Ciezko jest wypowiedziec sie za ogol, bo jak zaraz sam zauwazysz, bedzie tu pier.dyliard roznych opinii, wiec napisze, ze mi jest w zasadzie obojetne co jest w pismie, co zaserwujecie to biore i nie narzekam bo... wszystko albo jest w necie, albo czytalem o tym SH2 jako sztuka juz 10x. Ale ze dla mnie pismo drukowane to byla kiedys swietosc, to stanowicie ten nostalgiczny lacznik z latami 90 i wystarcza mi, ze moge sie je.bnac na kanapie jak kiedys i poczytac.
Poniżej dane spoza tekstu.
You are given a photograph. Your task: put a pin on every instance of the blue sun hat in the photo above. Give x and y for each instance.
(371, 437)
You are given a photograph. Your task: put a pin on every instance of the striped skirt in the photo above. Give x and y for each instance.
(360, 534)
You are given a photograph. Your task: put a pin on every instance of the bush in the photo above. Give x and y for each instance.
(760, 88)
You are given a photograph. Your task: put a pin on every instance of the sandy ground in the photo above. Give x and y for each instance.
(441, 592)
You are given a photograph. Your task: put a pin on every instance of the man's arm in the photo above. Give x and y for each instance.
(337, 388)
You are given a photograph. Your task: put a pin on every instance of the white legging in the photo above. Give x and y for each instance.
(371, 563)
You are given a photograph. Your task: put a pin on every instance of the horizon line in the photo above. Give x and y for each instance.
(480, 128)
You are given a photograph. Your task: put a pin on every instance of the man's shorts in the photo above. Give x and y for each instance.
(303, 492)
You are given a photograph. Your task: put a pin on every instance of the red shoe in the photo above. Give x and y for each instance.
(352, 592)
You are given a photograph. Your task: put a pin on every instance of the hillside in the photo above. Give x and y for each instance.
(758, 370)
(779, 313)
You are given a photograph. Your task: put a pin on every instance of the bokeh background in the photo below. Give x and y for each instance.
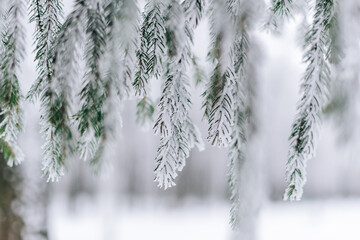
(123, 202)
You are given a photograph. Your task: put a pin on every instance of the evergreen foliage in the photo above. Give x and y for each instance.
(12, 52)
(123, 53)
(314, 91)
(178, 133)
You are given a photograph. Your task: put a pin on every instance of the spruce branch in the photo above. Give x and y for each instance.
(178, 133)
(314, 91)
(218, 102)
(91, 115)
(152, 45)
(57, 95)
(13, 50)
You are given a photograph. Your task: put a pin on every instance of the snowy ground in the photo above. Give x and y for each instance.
(328, 220)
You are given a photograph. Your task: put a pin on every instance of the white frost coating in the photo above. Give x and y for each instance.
(155, 29)
(12, 49)
(303, 139)
(178, 133)
(60, 92)
(222, 114)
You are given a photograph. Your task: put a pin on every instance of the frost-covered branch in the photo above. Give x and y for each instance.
(12, 53)
(218, 97)
(57, 95)
(153, 44)
(314, 91)
(178, 133)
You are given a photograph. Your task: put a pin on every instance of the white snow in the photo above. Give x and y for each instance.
(320, 220)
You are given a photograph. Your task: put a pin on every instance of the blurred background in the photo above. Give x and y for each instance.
(123, 202)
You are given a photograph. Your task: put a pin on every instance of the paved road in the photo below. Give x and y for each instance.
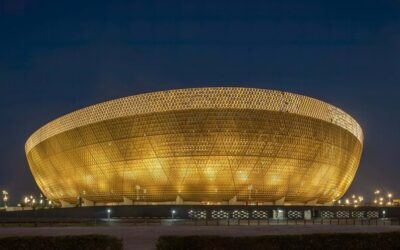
(144, 237)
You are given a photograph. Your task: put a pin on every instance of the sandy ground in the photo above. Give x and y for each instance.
(145, 237)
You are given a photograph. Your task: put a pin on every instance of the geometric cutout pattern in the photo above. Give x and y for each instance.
(342, 214)
(257, 214)
(293, 214)
(197, 214)
(357, 214)
(219, 214)
(240, 214)
(327, 215)
(208, 144)
(372, 214)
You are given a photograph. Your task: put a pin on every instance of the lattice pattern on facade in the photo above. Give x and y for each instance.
(220, 214)
(240, 214)
(295, 214)
(327, 214)
(201, 145)
(197, 214)
(259, 214)
(342, 214)
(372, 214)
(357, 214)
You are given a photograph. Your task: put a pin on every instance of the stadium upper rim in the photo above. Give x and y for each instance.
(198, 98)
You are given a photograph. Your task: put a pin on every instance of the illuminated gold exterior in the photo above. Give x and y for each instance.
(200, 145)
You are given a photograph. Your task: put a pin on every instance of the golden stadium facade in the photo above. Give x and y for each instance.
(201, 145)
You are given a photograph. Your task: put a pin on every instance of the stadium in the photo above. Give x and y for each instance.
(198, 146)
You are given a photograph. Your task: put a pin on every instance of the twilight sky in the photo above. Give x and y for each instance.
(59, 56)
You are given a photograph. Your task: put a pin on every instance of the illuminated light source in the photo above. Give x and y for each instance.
(162, 140)
(108, 214)
(173, 212)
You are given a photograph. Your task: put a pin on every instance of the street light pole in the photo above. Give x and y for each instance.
(108, 214)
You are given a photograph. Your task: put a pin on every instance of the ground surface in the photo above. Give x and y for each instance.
(144, 237)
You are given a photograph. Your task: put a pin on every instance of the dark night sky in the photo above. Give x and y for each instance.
(58, 56)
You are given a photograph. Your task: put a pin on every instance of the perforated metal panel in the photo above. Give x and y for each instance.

Dlatego mimo, ze prosby o poradniki do gier i jak znalesc mieczyk w FF9 uwazam za jakies projekcje po mefedronie, to jesli takie sie ukaza pewnie rzuce okiem i przeczytam (bo czytam cale pismo zawsze). Nie dogodzicie kazdemu ale rozumiem, ze pismo jest juz w takim miejscu, ze nie moze sobie pozwolic na zly ruch i odplyw pewnej liczby czytelnikow bo to moze juz decydowac o byc albo nie byc i stad ten twoj post.